How to identify a bad DC that cause XDR throttling

Aerospike_Knowledge · February 13, 2018, 12:43am

The Aerospike Knowledge Base has moved to https://support.aerospike.com. Content on https://discuss.aerospike.com is being migrated to either https://support.aerospike.com or https://docs.aerospike.com. Maintenance on articles stored in this repository ceased on December 31st 2022 and this article may be stale. If you have any questions, please do not hesitate to raise a case via https://support.aerospike.com.

How to identify a bad DC causing XDR throttling

Detail

As explained in the following two articles DC latency and XDR throttling and XDR maitenance, all remote DCs will be affected by the throttling as the same read-thread would sleep by the same amount. This article focuses on identifying a bad DC which is still in the CLUSTER_UP state. A cluster in the CLUSTER_DOWN state is covered in the following article.

Method

Run the command “show statistics dc” in asadm in order to analyze the relevant metrics.
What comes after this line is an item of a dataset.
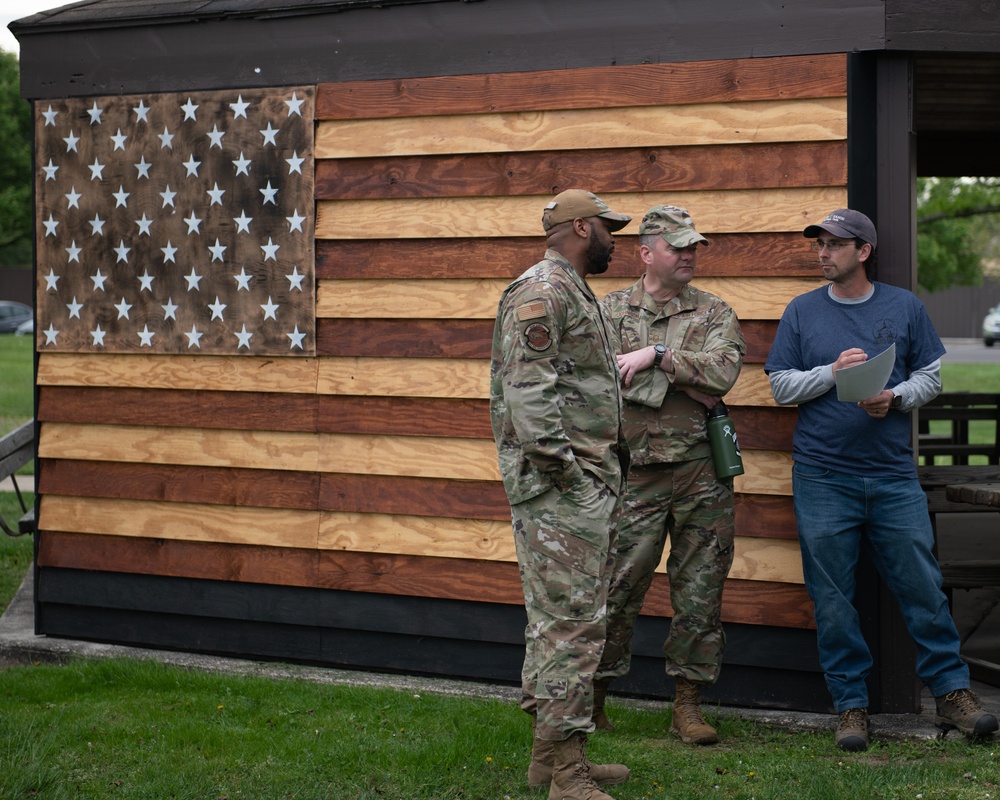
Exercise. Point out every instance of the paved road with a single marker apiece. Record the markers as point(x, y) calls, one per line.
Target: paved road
point(970, 351)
In particular, an increasing moving average is an indication of a bad DC:

dc_ship_latency_avg

Also, due to XDR throttling, the following metrics will also be higher than other DCs:

Refer to the KB article about XDR monitoring.

Looking the log file (by default under /var/log/aerospike/aerospike.log), we can also identify the bad DC by examining the following log line:

[DC_NAME]: dc-state CLUSTER_UP timelag-sec 2 lst 1468006386894 mlst 1468006389647 (2016-07-08 19:33:09.647 GMT) fnlst 0  wslst 0  shlat-ms 0 rsas-ms 0.004 rsas pct 0.0 con 384 errcl 0 errsrv 0 sz 6

The slower DC will have higher rsas-pct , rsas-ms and shlat-ms.
They correspond to the metrics dc_ship_idle_avg_pct, dc_ship_idle_avg and xdr_ship_latency_avg respectively.

Refer to the KB article about XDR log messages.

Examples

Consider a 3 node source cluster (DC1) shipping to a 2 node destination cluster (DC2) and another 2 node destination cluster (DC3). We are going to write to DC1 on namespace test which will ship to both DC2 and DC3. We will also write to namespace nsSSD which will ship to DC3 only.

./run_benchmarks -h 10.0.100.254 -p 3000 -n test -k 60000 -S 1 -o S:1000 -w I -g 100
./run_benchmarks -h 10.0.100.254 -p 3000 -n nsSSD -k 60000 -S 1 -o S:1000 -w I -g 100

Initially, we have the following statistics:

Admin> show stat dc
.
.
.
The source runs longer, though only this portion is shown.